Hi guys. Please tell what you think about this. Is it correct? Is it wrong? Why? All comments are much appriciated. Criticism also welcomed. I posted same in Probability forum, but I am not getting any answers, so I hope you guys can maybe help me. Thanks.
COIN FLIP GAME
Rules of a game:
- Flipping a coin
- We do not have infinity amount of units to bet
- Our lowest vs highest bet is 20x
- We decide about our next pick:H or T, after last one falls
- If we do make correct prediction for next H/T we get +0,999 unit
- If we do not make correct prediction for next T/H we lose 1 unit
- Infinity number of flips
First some calculations:
Number of trials:4
Number of combinations:2 on 4=16
All possible combinations( H: Heads; T: Tails)
1.HHHH
2.THHH
3. HTHH
4. HHTH
5. HHHT
6. TTTT
7. HTTT
8. THTT
9. TTHT
10. TTTH
11. HHTT
12. HTHT
13. HTTH
14. THTH
15. TTHH
16. THHT
We bet all the combinations that has as a result 2H+2T, HHHH and TTTT. There are 8 combinations like this, mentioned above (combinations with numbers: 1,6,11,12,13,14,15,16).
How do we bet:
We repeat that to infinity. If we lose before 4th bet, we wait until 5th bet and repeat as mentioned.
More calculations:
N=4
u= 4*(0,5)=2; 0,5 because it is coin flip; u is mean
o2=4*(0,5)*(1,0-0,5)=1; 0,5 because it is coin flip
o=square root 1=1
Let us now take 0,5o and 1,5o.
0,5o=0,382924; rounded on 6th decimal; not in favour of this theory
1,5o=0,866386; rounded on 6th decimal; not in favour of this theory
1-0,866386=0,133614
We are interested in u+-0,5o. This in our case means from 1,5 to 2,5 (2 is mean).

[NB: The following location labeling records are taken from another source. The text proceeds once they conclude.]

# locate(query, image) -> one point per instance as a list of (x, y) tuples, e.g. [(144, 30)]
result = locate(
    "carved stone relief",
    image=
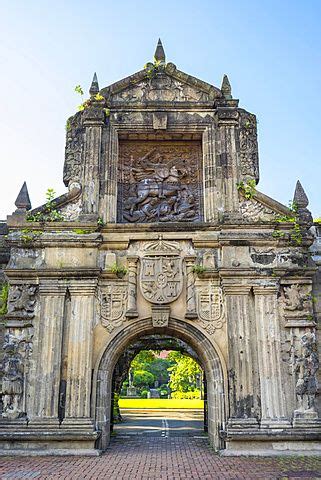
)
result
[(159, 181), (295, 300), (161, 278), (17, 348), (252, 210), (22, 300), (160, 88), (210, 307), (248, 146), (113, 301), (306, 367)]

We are also interested in +-1,5o. This in our case means from 0,5 to 3,5 (2 is mean).
If we would have odds 2 for every winning prediction we would need to hit our system in at least:
winning combinations/all combinations
8/16=0,5=50 % of the time.
The numbers from SD calculations tells us that we will hit this system in: 38,2924% + 13,3614 %=51,6538 % of time.

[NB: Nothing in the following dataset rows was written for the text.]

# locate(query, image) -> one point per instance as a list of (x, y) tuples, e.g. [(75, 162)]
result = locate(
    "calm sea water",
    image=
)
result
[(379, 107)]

51,6538 % is more than 50 %.
Therefor, we made a +EV bet out of only 0EV bets.
Now, let us calculate EV in our case from the example (with odds 1,999).

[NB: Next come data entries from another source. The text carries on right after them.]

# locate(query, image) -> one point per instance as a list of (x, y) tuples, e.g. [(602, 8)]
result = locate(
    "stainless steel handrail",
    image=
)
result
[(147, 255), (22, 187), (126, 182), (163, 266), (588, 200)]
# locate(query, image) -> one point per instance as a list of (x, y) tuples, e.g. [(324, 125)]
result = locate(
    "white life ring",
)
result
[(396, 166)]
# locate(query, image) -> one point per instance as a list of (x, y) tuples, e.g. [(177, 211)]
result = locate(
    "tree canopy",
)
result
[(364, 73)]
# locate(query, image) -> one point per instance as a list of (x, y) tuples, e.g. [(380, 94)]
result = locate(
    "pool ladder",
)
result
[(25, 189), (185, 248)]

In our case we have odds 1,999.
That means that every of our 8 combinations has got odds:
1,999 on 4=15,968; rounded on 3 decimal; not in favour of this system
Together our system has got odds: 15.968
We calculated before, that we will win our system in 51.6538 % of time.
15,968 x 0,516538=8,2480; rounded on 4 decimal;not in favour of our system;
8,2480 is more than 8.
In every 4 flips we make profit of 8,2480 - 8= 0,248 units.
That is profit per flip: 0,248/4=0,062 .
Profit per every flip =0,062/8=0,755%.
The more time we play this game the more units we have (if we are betting like I wrote).
Therefor, we made a +EV bet out of only -EV bets.
If above calculation is correct. This means that those 2 sentences are wrong:
- The EV of the sum of random variables is always equal to the sum of the EVs, whether the variables are independent or not (for example in the same game).
- Optimal strategy is allways the best strategy.